In 1498 Fox and his army raided the Westerkwartier in the province of Groningen.
He was employed by the Duke of Saxony, Albert III, who together with Edzard I struggled for power in the northern parts of the present Netherlands. This led to a battle at Noordhorn between Fox's army and the army of Groningen. This battle was won by Fox's army, but Fox's army officer Jurjen van Reijnsberg was killed. To get revenge, Noordhorn and Zuidhorn were burned. The Saxon army also occupied the monastery of Aduard.
The chieftains of the Ommelanden negotiated with Fox to avoid further destruction and paid the ransom.

In July 1499 Fox clashed with the Groningers again. This time at the Vrouwenlaan (Women's Avenue) close to the village of Foxhol.
According to tradition he was wounded, but continued to fight and was eventually killed.

In recognition of his qualities as a warrior, Fox's body was buried in the church of the Franciscan monastery in the city of Groningen by his opponents. His gravestone contained the following text:

Hier leit den held – Wiens herte noyt besweek – Nog in het veld – Oyt voor zijn vijand week: – Die, als hij zag – Zijn Volk verslagen wert, – Vogt, daar hij lag, – Nog met een manlijk hert

The hatchment was hung at his grave and disappeared during or before 1743, but the Latin text has been preserved.

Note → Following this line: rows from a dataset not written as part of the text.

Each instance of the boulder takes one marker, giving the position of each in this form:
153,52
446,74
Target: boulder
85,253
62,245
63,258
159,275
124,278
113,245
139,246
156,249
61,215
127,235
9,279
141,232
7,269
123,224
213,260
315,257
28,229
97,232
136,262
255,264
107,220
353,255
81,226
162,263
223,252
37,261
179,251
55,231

IMA FRANCONIA NITERDUM VULPES ALUMNA / HERBIPOLI QUONDAM FOVIT IN ORBE POTENS / MARTIS ERAM DECUS AC EQUITUM PEDITUMQUE MONARCHA / MAGNUS ET IMMENSI BELLIGER ORBIS ERAM / INNUMEROS DOMUI POPULOS, VILLAGIA ET URBES / ACER ET ARMI POTENS ALTER ACHILLES EGO / INDOMITOS SUEVOS GLADIO VIBRANTE SUBEGI / INSOLITOQUE IUGO SUBSTRAVI FRISIONES

According to some writers the village of Foxhol was named after Nittert Fox. But it was already mentioned as Vossehol (Foxhole) in 1460.